In 1930 Lehár revised an earlier work, originally called Endlich allein (Alone at Last), in which Act 2 had taken place on top of a mountain, with the lovers snowed in. This became Schön ist die Welt and as usual the big hit was Tauber's solo ‘Just believe it's true' (track 1). There was one ambition that Lehár had nursed throughout his career, and that was to have a work premiered at the Vienna State Opera. In 1934 that dream came true, with Giuditta, his final stage work, and the last he composed for Tauber. The story of another pair of lovers who are forever torn apart, it gave the tenor two of his greatest moments, as the army officer Octavio who sings ‘Friends, this is the life for me!' (track 10) and ‘Love was a dream' (track 6).

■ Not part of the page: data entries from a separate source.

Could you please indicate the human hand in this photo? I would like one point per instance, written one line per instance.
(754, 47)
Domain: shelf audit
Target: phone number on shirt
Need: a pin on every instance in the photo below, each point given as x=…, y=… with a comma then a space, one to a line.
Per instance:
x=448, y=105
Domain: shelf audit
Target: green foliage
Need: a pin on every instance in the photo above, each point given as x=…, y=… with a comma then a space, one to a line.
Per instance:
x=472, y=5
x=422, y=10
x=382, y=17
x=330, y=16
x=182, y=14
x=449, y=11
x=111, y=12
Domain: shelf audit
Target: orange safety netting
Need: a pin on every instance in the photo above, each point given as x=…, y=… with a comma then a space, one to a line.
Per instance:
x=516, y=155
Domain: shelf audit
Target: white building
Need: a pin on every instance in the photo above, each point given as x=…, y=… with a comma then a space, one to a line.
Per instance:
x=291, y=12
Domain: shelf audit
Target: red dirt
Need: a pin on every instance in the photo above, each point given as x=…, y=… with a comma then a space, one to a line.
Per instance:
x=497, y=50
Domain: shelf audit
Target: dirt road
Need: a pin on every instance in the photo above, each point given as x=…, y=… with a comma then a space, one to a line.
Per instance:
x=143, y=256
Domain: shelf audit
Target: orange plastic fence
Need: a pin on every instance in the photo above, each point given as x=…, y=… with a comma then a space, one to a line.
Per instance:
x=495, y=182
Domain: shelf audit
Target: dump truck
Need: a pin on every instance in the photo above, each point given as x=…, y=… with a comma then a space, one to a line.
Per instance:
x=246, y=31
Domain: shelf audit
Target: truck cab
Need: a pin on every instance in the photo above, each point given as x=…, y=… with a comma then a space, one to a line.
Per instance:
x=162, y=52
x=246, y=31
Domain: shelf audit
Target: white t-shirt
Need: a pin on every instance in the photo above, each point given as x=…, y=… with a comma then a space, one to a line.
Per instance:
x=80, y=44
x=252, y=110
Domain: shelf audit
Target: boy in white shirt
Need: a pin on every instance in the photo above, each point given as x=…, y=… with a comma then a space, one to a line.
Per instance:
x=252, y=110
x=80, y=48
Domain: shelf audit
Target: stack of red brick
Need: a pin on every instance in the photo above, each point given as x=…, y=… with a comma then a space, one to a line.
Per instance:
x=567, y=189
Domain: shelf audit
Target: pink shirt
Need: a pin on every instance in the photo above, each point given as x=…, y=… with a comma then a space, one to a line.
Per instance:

Once Hitler had taken over Germany and Austria, Richard Tauber moved to England, where during World War II he starred in his own operetta Old Chelsea. Lehár survived the Nazi terror, but composed no more operettas. The two old friends were re-united in 1947 for one final concert in Zürich, Tauber died a few months later, as did Lehár on 24 October 1948. Just listen to a few bars of any Lehár waltz or aria, and the whole world of late Viennese operetta is conjured up. Whether the setting is France or Austria, Italy, Spain or China there is no denying the allure of his melodies that have enchanted the world for more than a hundred years.